In Britain, our record for plastic recycling falls far short of that of Norway, which is one reason there is a strong possibility of the UK adopting a Scandinavian type solution to the growing problem of plastic waste.
At present, slightly more than 50 percent of plastic bottles used in the UK are recycled, compared to almost all (97 percent) in Norway. Of the 35.8 million plastic bottles that are used every day in the UK, 16 million are not recycled for various reasons. This means that Britain faces a crisis, due to the excessive buildup of waste plastic.
A recent visit to Norway by government advisors investigated that country’s recycling scheme, which is led by the drinks manufacturing industry. This has been successful in increasing the levels of plastic recycling to 97 percent, and it is thought to be likely that Britain could adopt a similar system.
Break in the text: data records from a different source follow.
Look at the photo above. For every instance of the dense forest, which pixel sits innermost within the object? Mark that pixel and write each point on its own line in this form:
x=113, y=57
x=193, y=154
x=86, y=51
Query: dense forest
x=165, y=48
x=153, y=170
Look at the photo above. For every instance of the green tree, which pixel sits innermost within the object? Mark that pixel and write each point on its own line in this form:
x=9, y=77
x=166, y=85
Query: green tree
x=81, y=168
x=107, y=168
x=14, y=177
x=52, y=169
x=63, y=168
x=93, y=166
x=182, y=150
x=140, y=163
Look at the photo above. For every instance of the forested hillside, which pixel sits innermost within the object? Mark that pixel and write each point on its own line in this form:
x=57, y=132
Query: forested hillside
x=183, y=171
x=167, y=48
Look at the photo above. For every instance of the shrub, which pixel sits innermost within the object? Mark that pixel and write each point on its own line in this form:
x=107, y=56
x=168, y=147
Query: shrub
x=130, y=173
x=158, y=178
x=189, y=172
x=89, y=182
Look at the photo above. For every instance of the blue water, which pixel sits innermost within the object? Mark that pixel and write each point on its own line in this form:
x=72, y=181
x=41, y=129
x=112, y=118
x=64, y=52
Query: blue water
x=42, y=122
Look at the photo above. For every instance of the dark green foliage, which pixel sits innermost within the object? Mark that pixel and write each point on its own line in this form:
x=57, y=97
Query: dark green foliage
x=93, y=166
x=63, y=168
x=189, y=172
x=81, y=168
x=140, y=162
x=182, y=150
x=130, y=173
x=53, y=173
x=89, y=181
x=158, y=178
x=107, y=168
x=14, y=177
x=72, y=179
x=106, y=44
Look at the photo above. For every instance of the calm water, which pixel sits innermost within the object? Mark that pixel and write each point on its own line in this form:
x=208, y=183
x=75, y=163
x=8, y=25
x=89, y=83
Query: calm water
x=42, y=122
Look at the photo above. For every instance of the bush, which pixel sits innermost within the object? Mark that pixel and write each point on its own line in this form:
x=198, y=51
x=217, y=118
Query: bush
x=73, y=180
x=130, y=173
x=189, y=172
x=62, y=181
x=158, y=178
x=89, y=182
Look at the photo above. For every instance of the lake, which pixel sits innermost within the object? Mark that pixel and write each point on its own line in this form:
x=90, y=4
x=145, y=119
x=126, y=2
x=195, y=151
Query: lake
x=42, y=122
The problem of plastic waste in the UK has grown worse since China stopped taking foreign waste earlier in the year. Prior to this, China had accepted around 500,000 tons of waste plastic each year from the UK.
Norway’s method of promoting plastic recycling appears to be highly cost-effective and simple. It works in a similar way to the old bottle deposit systems for glass bottles that were used throughout Europe in the past. This system was discontinued by many countries as glass bottles were increasingly replaced by plastic, but Norway transferred the deposit system to the new plastic bottles.
The deposit system works as follows. Consumers are charged a small additional amount on each bottle and this deposit is refunded to them when the bottle is returned. Bottles can be returned via a recycling machine or directly to the shop. In Norway, the charge is 1 Norwegian Kroner (9 pence) for a 500ml standard bottle and a 2.5 Norwegian Kroner deposit (23 pence) is charged on larger bottles. Recycling machines are often sited in supermarkets and they work by reading the barcode of the returned bottle. Customers are normally given vouchers in return for recycling the bottles. Shops that accept the bottles for recycling are paid a small handling fee. Funding for the scheme is partly from unclaimed deposits and the manufacturers of the drinks pay the remainder.
The working party from the UK government is expected to cite Norway’s answer to the increasing mountain of plastic waste as an effective solution that could be adopted elsewhere.
It is only in the last sixty to seventy years that the use of modern plastics has become so widespread. Almost all the plastic that has ever been produced is still in existence in some form. A study carried out in 2017 estimated that around seventy percent of this plastic is now totally useless waste that is in either landfill sites or remains in the environment.
The United Nations stated at the end of 2017 that irreparable damage now threatens marine life and that we are experiencing a “planetary crisis”.